Sure, Android has more total users than iOS worldwide. But, Android Pay, which is Alphabet's equivalent to Apple Pay, is accepted in half as many retail locations, Apple has countless more participating banks, and Google does not have partnerships with Visa or MasterCard, where either processor pays Alphabet a percentage of the total transaction.
Furthermore, Alphabet's potential pursuit of this business could be stopped by the fact that it relies on hardware companies to adopt all of its software and services. Alphabet cannot very well launch a service like Visa or MasterCard exclusively to mobile phones and force all Android supporting hardware to embrace it. For example, Samsung's hardware is all Android. Yet instead of pushing Android Pay on its phones/tablets, Samsung has its own mobile payment service called Samsung Pay. This illustrates one big issue that Alphabet would have to manage before entering the payment processing space, competing with Visa or MasterCard.
Apple does not have this problem. Apple owns all of its software and hardware.
What will Apple do?
While I can't imagine that Apple would want to enter the banking space as a traditional payment processor, issuing credit and debit cards like MasterCard and Visa, I would not rule out Apple's attempt to innovate the space like it did with phones, tablets, iPods, etc.
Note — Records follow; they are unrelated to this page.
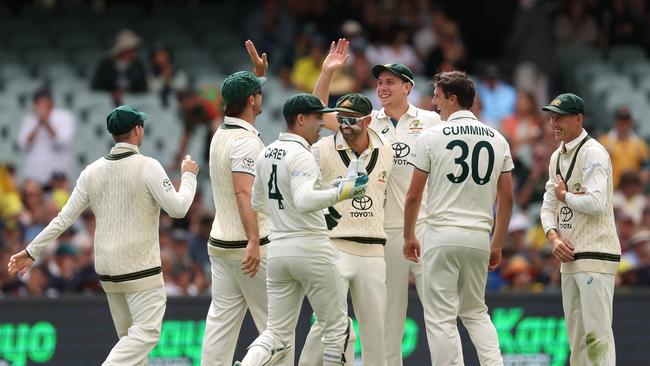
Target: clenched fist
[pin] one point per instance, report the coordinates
(189, 165)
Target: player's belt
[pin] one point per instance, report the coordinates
(234, 244)
(131, 276)
(363, 240)
(599, 256)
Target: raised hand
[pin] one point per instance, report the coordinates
(260, 64)
(338, 56)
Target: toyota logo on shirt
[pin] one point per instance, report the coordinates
(400, 150)
(362, 204)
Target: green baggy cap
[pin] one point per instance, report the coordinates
(303, 103)
(567, 103)
(240, 85)
(123, 118)
(354, 103)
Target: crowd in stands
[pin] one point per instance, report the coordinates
(297, 34)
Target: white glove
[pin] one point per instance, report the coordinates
(352, 188)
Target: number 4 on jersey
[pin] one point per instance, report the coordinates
(274, 191)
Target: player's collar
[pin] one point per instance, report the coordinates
(411, 111)
(464, 113)
(122, 147)
(288, 136)
(238, 122)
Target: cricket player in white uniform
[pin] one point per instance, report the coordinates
(578, 219)
(401, 123)
(301, 258)
(125, 190)
(467, 165)
(359, 235)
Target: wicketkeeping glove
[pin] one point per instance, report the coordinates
(353, 188)
(332, 217)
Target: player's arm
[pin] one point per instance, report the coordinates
(159, 185)
(77, 203)
(505, 201)
(421, 161)
(304, 175)
(336, 59)
(596, 175)
(411, 211)
(561, 249)
(260, 64)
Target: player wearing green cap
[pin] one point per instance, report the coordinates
(301, 258)
(359, 235)
(238, 239)
(578, 219)
(401, 123)
(125, 191)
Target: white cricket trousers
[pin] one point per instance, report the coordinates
(365, 277)
(289, 280)
(398, 270)
(587, 299)
(233, 292)
(137, 317)
(454, 285)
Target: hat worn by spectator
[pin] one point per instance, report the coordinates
(124, 41)
(303, 103)
(567, 103)
(354, 103)
(400, 70)
(123, 118)
(240, 85)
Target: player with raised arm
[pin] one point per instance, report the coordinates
(301, 258)
(401, 123)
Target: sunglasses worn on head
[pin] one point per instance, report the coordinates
(350, 121)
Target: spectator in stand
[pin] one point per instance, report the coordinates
(529, 47)
(121, 71)
(195, 111)
(629, 197)
(497, 96)
(167, 79)
(46, 138)
(574, 27)
(628, 151)
(524, 127)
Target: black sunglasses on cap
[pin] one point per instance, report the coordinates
(350, 121)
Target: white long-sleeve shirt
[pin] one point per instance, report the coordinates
(586, 219)
(47, 154)
(126, 210)
(287, 188)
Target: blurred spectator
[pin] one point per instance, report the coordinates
(167, 79)
(628, 151)
(497, 97)
(530, 183)
(10, 204)
(449, 54)
(574, 27)
(122, 71)
(629, 198)
(524, 127)
(529, 47)
(38, 209)
(46, 138)
(620, 24)
(196, 111)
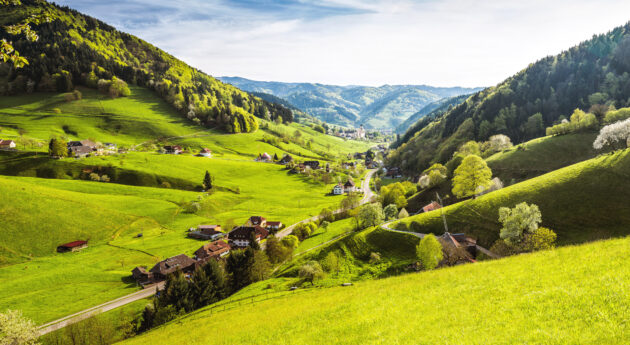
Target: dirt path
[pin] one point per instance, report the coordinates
(367, 195)
(84, 314)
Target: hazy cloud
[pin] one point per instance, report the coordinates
(446, 42)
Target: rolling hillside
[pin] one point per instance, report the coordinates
(594, 73)
(534, 298)
(582, 202)
(384, 107)
(75, 49)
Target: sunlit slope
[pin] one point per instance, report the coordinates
(573, 295)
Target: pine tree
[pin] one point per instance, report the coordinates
(207, 181)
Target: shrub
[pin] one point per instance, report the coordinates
(429, 252)
(311, 271)
(520, 220)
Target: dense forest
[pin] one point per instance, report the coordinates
(596, 73)
(75, 49)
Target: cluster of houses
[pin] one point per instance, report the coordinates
(178, 150)
(347, 187)
(256, 228)
(85, 148)
(358, 133)
(6, 144)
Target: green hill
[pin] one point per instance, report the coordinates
(573, 295)
(596, 72)
(75, 49)
(374, 107)
(582, 202)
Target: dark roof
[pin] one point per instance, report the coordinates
(256, 220)
(243, 232)
(170, 265)
(215, 248)
(74, 244)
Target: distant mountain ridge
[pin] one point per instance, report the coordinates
(383, 107)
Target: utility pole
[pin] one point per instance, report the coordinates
(442, 210)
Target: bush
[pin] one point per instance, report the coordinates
(429, 252)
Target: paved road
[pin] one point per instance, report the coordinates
(84, 314)
(367, 195)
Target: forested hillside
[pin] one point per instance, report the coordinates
(374, 107)
(75, 49)
(594, 75)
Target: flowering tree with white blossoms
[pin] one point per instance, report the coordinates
(614, 135)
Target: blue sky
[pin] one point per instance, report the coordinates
(371, 42)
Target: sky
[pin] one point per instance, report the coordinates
(370, 42)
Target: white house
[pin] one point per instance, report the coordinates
(338, 189)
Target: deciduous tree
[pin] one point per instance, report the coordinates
(473, 174)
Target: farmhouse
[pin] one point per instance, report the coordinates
(349, 186)
(241, 235)
(207, 232)
(273, 226)
(312, 164)
(286, 159)
(141, 275)
(7, 144)
(213, 250)
(180, 262)
(432, 206)
(205, 152)
(265, 157)
(256, 220)
(72, 246)
(173, 149)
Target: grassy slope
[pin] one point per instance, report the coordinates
(138, 118)
(42, 213)
(397, 251)
(543, 298)
(582, 202)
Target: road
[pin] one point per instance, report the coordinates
(150, 291)
(367, 195)
(84, 314)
The big question is can it do so without Steve Jobs, enter a new product category and make it successful? More than likely, Apple would try to make Apple Pay work, no longer being just another way to use your existing credit card, but an entirely new, Apple issued credit/debit card that is more secure and mostly mobile.
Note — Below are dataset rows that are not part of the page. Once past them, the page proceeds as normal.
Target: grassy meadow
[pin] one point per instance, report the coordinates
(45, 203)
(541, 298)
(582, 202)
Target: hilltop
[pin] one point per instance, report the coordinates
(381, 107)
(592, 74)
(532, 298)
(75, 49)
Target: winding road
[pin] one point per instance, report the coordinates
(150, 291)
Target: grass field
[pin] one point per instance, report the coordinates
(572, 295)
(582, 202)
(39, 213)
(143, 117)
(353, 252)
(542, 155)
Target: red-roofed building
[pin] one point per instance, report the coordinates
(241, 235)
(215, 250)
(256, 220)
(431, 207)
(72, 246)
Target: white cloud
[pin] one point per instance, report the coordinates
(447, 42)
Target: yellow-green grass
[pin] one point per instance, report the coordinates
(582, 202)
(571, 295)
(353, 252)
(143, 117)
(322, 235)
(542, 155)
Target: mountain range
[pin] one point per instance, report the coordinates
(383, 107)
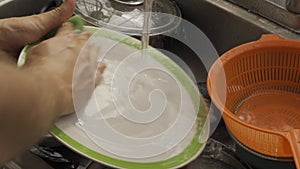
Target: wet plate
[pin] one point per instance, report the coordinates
(84, 131)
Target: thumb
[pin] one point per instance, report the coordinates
(25, 30)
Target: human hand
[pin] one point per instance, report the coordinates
(56, 59)
(17, 32)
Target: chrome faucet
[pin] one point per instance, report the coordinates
(293, 6)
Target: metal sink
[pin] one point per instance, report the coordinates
(224, 23)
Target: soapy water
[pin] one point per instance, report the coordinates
(132, 85)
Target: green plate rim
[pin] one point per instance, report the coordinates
(187, 155)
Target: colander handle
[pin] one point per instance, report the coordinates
(294, 140)
(270, 37)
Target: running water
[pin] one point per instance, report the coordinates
(147, 23)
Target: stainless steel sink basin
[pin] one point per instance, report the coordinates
(226, 25)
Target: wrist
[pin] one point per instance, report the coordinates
(48, 87)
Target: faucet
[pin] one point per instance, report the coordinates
(293, 6)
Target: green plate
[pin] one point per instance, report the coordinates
(69, 133)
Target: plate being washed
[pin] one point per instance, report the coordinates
(86, 138)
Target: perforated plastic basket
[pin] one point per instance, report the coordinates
(257, 87)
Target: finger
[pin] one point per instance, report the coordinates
(67, 28)
(31, 28)
(101, 67)
(49, 20)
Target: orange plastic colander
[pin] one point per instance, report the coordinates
(257, 87)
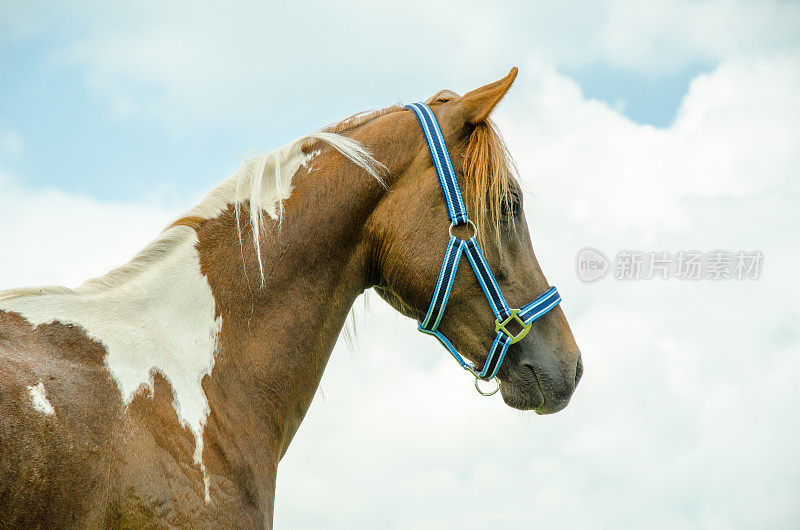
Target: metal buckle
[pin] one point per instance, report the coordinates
(481, 392)
(469, 223)
(498, 327)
Nevertheless, it is all speculative. There is no way to know how AAPL will enter the space and compete with MA or Visa. In fact, there is no certainty that AAPL will pursue this market. It most certainly should, because at the very least AAPL could offer consumers an option between Visa and MasterCard - adding a third service provider could shake the industry a little bit.
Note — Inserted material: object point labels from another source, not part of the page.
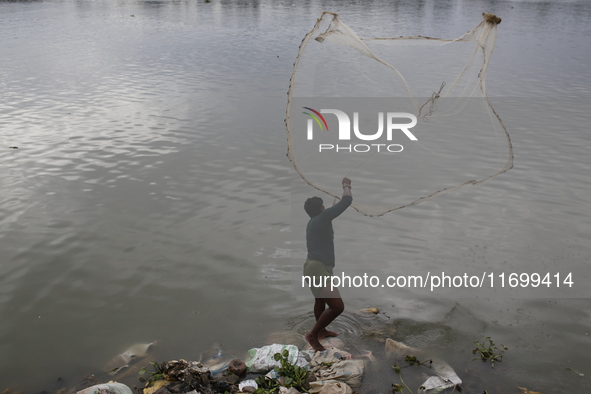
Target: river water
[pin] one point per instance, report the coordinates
(150, 197)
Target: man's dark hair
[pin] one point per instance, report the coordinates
(313, 206)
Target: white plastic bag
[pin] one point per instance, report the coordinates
(262, 359)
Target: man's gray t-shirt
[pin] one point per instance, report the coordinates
(320, 235)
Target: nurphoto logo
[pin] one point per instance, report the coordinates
(344, 130)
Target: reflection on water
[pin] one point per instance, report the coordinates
(150, 196)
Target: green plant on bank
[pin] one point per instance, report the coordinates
(488, 352)
(290, 376)
(156, 375)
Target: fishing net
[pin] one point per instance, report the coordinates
(406, 118)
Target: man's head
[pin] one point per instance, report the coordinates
(314, 206)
While it is also impossible to predict Apple's fee structure or market share if it does go this route, let's just assume it does and reaches $1 trillion in payment volume. Keep in mind that Visa achieved $1.3 trillion in payment volume during its last quarter, so Apple's performance represents far less market share than what MA or Visa own. With this scenario, AAPL would dominate the majority of mobile payments, a market that is expected to surpass $600 billion this year and a slight share of the more traditional payment and credit card market.
If AAPL adopted a similar fee structure as Visa or MA, then it would create an additional $3 billion in annual revenue, where at least half could would be profit. Therefore, AAPL could add another $0.25 to its EPS long-term using this model, and if some way it could disrupt the entire industry and replicate Visa's business, then it could add upwards of $1.20 per share in EPS.
All things considered, AAPL has everything it needs to pursue the payment processing industry. It just has to take the right steps.
With AAPL stock down 22% over the last year, investors are desperately seeking the next big thing from Apple. Investors want to see innovation, something new, and they really want to see a major product in the software and services side of Apple's business. In retrospect, that's why this market is so attractive for AAPL - a big market where it could create real profits.
Therefore, it makes no sense for AAPL not to pursue this market near term, not only for the sake of shareholder sentiment but also to help drive its EPS higher. Historically, AAPL has been very opportunistic, realizing such opportunities when presented. The big question now is whether or not it will realize this opportunity, one that is there for the taking, a market where it could be actual competitor, if not leader. For the sake of AAPL stock price, I sure hope so.
Disclosure: I am/we are long AAPL.
I wrote this article myself, and it expresses my own opinions. I am not receiving compensation for it (other than from Seeking Alpha). I have no business relationship with any company whose stock is mentioned in this article.